Thursday, June 5, 2014

Slenderman, Creepypasta, and Our Stories of Horror

When I was a boy, I loved horror stories.  They were fascinating and terrifying, and I'd lose myself in the reading of them.  Stories of primal ooze and ancient evil, of death and terror in the darkness, of blood and fang and strangled cries?

Oh yeah.  Those books came home by the dozen from my local library, and cost me countless hours of sleep.

There were the hours spent reading furtively at the foot of my bed, as my eyes picked out the tales of terror from the darkness.  Then there were the hours trying to go to sleep, as every creak and susurration of the world around me was interpreted as imminent doom.

Was it the slime that rose from the deep that gurgled under the floorboards?  Was it the horror of something that should have long ago been claimed by death that creaked beneath my bed?  Whichever way, I'd lie there, very awake, very aware of my eight-year-old mortal frailty.

My sons take after their dad, and so they'd read scary stories.  In this new era of instant media, they'd increasingly watch them and read them online.  Which is why the ghost-tales of horror from the site Creepypasta were well known to me, and why the character of Slenderman--a terrible figure who stalks and kills in the woods--was familiar.

These stories were little more than the same tales I'd hear as a boy, ones that took the form of quasi-reality.  "It's been said that..."  "Rumors have it that this might have happened..."  "...And there, stuck in the door of the car, was the hook."

It was nothing more than ghost stories, mixed in with the classical framework for the telling of such tales.  People play along, pretending it's more and more real.  As the story gets passed along, it gets embellished with more personal flourishes, until the boundaries between the real and the story are blurry.  That's the way of good storytelling--around a fire, as the listeners stare wide-eyed into the darkness--has always worked.

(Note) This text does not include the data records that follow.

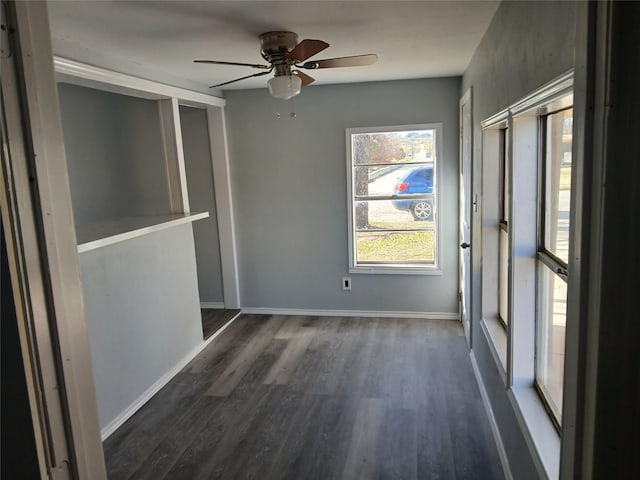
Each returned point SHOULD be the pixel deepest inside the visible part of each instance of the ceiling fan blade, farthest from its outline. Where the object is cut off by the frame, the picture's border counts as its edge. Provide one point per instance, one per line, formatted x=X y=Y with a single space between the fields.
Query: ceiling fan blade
x=216 y=62
x=355 y=61
x=306 y=79
x=306 y=49
x=241 y=78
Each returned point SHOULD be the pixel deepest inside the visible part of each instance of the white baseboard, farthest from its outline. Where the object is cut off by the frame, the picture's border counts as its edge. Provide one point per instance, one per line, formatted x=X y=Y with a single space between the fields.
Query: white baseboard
x=161 y=382
x=350 y=313
x=502 y=453
x=216 y=305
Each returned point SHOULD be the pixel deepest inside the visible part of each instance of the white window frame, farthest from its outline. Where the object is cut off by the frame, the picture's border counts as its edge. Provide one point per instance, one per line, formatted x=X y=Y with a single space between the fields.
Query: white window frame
x=523 y=121
x=396 y=268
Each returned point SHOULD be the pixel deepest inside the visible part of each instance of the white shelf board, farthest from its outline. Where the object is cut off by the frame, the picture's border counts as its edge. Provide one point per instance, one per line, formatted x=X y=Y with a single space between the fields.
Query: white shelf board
x=85 y=75
x=101 y=234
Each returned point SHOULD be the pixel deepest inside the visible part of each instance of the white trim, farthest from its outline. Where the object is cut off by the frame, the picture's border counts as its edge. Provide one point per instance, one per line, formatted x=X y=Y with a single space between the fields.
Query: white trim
x=499 y=120
x=79 y=73
x=390 y=268
x=117 y=422
x=502 y=453
x=169 y=112
x=396 y=269
x=107 y=233
x=212 y=305
x=540 y=435
x=216 y=123
x=556 y=88
x=496 y=336
x=350 y=313
x=466 y=193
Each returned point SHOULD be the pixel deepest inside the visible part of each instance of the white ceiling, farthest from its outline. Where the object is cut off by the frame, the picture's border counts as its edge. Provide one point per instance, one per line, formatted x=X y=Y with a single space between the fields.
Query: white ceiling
x=159 y=39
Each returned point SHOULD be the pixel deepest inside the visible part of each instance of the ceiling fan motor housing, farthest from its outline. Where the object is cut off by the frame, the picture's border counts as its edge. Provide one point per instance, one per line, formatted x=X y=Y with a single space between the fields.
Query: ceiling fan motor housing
x=273 y=48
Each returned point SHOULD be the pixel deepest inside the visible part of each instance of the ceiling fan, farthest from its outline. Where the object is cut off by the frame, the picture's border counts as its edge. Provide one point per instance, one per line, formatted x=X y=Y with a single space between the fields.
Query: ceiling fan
x=286 y=56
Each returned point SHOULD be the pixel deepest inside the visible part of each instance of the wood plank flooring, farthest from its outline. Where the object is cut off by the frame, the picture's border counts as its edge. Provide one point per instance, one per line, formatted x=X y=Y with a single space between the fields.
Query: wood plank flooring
x=213 y=319
x=277 y=397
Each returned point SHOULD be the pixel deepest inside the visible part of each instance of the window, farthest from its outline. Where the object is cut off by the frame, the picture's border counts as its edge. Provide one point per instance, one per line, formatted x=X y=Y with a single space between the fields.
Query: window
x=526 y=197
x=393 y=198
x=503 y=233
x=553 y=256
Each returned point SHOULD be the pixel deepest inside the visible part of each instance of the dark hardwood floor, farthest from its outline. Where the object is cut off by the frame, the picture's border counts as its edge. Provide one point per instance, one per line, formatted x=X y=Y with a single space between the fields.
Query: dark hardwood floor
x=213 y=319
x=277 y=397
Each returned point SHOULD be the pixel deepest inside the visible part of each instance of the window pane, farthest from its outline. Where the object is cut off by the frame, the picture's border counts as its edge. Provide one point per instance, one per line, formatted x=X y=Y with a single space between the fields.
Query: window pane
x=417 y=247
x=393 y=147
x=504 y=176
x=393 y=198
x=558 y=183
x=552 y=314
x=383 y=180
x=414 y=214
x=503 y=276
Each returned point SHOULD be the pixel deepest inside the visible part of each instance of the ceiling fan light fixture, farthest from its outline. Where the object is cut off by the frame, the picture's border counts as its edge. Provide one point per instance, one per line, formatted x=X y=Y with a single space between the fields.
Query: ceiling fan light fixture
x=285 y=86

Which made this last week's peculiar story from Wisconsin so hard.  Two girls, obsessed with the ghost stories on Creepypasta and Slenderman, stabbing another girl 19 times in the woods.  It was brutal, savage, heartlessly monstrous.  And yet seeing the pictures of the arrest, it's clear: these are girls, not women, not even close.

Here are kids, at that peculiar, awkward, difficult transition between childhood and adulthood.  They've lost themselves in a dark story, abandoning credulity in a strange fever-dream of early adolescence.

Somewhere, something broke in one or both of those girls, and they lost themselves in a story of horror.  It became something they believed they inhabited.

As creatures of narrative, who spin our lives out as a story, that's something that impacts us all.  There are stories we tell so that we can laugh, and so that we can pretend.  Stories help us more deeply understand truth, forcing us beyond a mechanical literalism, demanding that we think, imagine, and grow.   That was my Teacher's method, after all.

But there are also other stories that become so woven into us, repeated over and over again, that we become them.

Our narratives of anger, of hatred, of bitterness and resentment?  Those shape and form us.  Our endless commercialized tales of empty sex and retributive violence?  Those become us.  The stories that rise from our faith that do not build us up in grace, but turn our eyes away from the reality we are helping to shape?  They are equally dangerous.

Stories are not product.  They have power.

It's a difficult truth, and one our culture struggles to grasp.